Chalmers’ hope as expressed in the oration is that 2019 is like 1980; the disappointment before the triumph. That is presumably a gin-up for the troops because, without some real rethinking, 2019 will be more like 2001 for Labor — or 1951 — the first of a string of losses.

The simple point to make is that Chalmers (and much of Labor) has entirely misunderstood how Morrison eked out his 2019 win. They appear to have latched on to the idea that Morrison sold aspirational individualism better than they did, while Labor’s various statist offers smacked of collectivism. That is exactly the opposite of what occurred. Morrison didn’t advocate an individualistic and competitive society — he assumed that it existed, and offered, via political sloganeering, some partial compensations for it. Morrison supplied a collective of atomised individuals — “the quiet Australians” — who lived up to the “promise of Australia”.

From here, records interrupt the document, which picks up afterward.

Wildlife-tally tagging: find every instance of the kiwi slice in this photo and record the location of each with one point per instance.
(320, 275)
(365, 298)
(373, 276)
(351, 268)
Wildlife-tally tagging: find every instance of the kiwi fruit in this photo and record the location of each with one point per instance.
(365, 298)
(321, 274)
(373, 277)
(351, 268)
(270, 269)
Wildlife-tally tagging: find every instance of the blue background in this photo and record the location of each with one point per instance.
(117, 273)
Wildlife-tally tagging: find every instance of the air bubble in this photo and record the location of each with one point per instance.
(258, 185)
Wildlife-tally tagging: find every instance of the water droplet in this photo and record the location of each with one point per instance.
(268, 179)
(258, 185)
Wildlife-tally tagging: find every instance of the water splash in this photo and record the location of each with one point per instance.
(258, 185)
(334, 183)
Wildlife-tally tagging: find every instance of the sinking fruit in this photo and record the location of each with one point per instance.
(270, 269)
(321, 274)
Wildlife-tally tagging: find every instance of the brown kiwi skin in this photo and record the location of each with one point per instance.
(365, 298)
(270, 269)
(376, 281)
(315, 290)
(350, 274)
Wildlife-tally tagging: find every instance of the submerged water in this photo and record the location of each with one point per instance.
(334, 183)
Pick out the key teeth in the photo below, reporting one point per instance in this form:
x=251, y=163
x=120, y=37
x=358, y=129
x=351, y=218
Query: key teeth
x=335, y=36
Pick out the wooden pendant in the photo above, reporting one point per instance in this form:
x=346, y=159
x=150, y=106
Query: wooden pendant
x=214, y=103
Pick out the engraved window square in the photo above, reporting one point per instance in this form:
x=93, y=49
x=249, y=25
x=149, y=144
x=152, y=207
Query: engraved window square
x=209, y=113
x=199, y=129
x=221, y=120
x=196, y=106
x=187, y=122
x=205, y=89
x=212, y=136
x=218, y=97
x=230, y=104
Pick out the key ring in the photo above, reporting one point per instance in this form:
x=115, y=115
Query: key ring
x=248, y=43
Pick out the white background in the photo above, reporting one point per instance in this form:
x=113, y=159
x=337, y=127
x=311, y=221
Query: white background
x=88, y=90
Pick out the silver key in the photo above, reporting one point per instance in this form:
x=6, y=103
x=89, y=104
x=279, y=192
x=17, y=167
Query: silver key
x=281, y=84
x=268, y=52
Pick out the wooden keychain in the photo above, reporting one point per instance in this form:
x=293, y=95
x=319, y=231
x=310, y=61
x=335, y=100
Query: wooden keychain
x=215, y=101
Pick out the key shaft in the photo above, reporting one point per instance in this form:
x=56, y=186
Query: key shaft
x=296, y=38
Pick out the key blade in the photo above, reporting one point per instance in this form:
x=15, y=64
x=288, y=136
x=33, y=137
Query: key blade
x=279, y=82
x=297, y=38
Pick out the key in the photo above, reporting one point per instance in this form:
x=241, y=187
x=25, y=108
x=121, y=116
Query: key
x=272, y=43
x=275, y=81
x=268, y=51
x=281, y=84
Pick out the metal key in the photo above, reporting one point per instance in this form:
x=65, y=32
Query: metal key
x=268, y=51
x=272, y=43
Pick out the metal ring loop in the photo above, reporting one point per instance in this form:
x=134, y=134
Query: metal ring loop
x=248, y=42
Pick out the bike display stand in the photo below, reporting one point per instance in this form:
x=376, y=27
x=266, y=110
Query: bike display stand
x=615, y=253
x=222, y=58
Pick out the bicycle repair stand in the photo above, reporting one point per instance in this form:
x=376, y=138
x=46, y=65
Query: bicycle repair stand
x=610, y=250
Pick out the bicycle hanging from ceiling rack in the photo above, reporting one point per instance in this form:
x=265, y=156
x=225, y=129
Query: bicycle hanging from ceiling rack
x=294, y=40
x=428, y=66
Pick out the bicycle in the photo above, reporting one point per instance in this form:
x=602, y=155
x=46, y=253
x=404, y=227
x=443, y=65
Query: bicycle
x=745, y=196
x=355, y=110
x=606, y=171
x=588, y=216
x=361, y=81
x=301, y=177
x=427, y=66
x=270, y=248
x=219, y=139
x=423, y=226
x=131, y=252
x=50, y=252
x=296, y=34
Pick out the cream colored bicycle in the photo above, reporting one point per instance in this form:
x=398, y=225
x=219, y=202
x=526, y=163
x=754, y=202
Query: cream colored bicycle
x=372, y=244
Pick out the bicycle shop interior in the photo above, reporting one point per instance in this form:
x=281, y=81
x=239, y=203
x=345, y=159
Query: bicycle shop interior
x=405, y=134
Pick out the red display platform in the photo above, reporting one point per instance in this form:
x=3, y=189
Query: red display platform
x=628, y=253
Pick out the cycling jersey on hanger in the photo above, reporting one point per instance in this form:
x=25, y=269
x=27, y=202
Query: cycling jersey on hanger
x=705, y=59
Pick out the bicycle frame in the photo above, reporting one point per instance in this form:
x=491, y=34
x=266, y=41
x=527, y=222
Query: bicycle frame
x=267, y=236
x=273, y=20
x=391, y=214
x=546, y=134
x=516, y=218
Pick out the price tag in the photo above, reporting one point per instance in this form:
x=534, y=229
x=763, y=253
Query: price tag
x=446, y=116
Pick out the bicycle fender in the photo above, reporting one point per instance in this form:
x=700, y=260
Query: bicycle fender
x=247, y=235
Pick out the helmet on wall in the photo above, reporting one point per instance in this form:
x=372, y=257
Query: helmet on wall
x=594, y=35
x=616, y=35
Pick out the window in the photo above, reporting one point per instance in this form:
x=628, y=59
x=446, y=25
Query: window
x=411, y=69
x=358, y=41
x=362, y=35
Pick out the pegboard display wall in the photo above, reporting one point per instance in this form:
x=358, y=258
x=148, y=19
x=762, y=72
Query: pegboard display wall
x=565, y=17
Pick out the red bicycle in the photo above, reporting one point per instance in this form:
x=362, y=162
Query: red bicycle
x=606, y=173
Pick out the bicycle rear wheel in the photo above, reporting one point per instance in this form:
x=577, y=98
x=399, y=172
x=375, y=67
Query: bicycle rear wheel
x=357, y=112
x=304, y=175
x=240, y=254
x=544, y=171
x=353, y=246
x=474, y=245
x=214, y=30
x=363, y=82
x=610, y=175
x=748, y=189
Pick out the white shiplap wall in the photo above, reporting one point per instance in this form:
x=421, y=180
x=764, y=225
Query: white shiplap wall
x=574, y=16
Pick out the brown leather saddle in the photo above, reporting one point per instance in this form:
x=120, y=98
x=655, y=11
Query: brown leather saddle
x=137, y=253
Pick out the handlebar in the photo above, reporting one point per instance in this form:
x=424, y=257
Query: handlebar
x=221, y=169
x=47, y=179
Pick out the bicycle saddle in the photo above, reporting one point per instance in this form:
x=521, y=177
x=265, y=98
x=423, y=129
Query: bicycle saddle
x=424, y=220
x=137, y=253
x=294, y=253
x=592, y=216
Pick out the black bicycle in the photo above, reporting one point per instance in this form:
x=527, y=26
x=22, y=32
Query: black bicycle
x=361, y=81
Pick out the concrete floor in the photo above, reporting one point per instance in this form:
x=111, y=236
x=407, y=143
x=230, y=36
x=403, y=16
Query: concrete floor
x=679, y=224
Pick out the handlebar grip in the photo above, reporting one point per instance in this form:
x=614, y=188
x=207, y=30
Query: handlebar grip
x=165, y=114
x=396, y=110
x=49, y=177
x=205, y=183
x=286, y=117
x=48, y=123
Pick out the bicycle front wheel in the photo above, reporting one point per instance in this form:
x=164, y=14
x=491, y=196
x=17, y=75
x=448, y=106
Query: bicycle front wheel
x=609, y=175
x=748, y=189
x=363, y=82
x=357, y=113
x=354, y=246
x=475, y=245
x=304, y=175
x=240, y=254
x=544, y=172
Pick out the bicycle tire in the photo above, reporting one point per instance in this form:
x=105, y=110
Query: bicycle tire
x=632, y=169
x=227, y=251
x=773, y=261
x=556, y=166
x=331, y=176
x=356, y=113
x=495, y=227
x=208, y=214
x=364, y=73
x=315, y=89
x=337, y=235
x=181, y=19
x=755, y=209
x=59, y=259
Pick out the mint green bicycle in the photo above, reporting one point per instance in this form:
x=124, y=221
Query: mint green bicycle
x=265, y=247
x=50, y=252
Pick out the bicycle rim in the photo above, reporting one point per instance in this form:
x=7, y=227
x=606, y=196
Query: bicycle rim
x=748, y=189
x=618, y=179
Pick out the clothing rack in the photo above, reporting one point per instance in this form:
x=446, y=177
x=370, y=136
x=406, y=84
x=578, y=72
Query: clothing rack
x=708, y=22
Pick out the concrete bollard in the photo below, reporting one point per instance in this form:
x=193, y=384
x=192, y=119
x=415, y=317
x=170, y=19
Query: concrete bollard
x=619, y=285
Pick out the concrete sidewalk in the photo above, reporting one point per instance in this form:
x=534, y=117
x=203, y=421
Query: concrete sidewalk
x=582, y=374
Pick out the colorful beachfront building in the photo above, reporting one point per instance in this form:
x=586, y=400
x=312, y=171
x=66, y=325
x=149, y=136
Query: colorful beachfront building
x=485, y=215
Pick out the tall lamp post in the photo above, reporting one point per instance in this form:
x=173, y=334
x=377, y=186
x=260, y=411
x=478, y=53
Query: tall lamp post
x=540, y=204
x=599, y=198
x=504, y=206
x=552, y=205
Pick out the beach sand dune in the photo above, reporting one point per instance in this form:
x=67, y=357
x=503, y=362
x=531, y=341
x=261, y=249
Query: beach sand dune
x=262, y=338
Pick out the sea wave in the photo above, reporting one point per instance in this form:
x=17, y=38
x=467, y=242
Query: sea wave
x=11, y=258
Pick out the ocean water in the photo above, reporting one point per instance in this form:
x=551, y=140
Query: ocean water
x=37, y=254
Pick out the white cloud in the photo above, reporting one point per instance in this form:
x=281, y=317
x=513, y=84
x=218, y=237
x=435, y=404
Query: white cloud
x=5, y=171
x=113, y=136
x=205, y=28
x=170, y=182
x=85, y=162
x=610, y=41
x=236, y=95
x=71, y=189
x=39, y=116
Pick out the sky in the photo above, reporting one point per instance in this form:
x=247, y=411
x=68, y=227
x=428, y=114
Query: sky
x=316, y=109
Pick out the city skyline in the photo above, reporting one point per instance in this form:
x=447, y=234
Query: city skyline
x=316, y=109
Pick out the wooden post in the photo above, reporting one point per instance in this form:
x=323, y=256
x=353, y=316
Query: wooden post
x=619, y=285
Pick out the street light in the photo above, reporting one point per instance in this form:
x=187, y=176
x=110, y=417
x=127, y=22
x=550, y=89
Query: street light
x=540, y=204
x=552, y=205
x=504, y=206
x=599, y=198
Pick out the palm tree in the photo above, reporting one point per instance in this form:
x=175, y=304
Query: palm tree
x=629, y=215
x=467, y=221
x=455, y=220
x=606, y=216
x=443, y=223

This latter phrase was mocked by Labor insiders, as was “if you have a go, you’ll get a go”. Some suggested this was an invitation to selfishness; actually it was an invitation to reciprocity, to feel part of a larger national enterprise — even if, day by day, your family’s life is actually isolated, struggling and precarious. There was no policy offered to “achieve” this; that occurred simply by saying it, politics as a granting of recognition.

How did Morrison and his team hit on this in a way that Labor couldn’t? The obvious answer is that Morrison’s genuine religious faith gives him an insight into a population’s hunger for something beyond individual (including family) existence, in a way that Labor’s technocratic and unimpassioned elite have lost. Having kept a lid on explicit religiosity (after a few early missteps) Morrison had, in Christianity, a way of “theorising” social life. Pretty crude, but since Labor had none, Morrison won.

Morrison’s vague memes supplied the heart to the heartless world of neoliberalism. By so doing, the Liberal Party became the custodian of Chifley’s vision, regressing to its literal religious roots. After all, what is the Hillsong megachurch when lit up for service? Literally a shining city on a hill.

Labor, which once offered a society that would be better than the one we had, now proposes to replace the idea of leading us somewhere with mobility — which is going nowhere, but at greater acceleration. If Labor runs that line — and quite aside from the possible global recession coming down the tracks — then Morrison will go twice as pseudo-collective in 2022, and win 2022 and 2025 at the same time.

Before going to the hill, maybe Labor should lie down in the valley for a while and think hard about what it is, what society is, and why it actually wants to rule the shining city.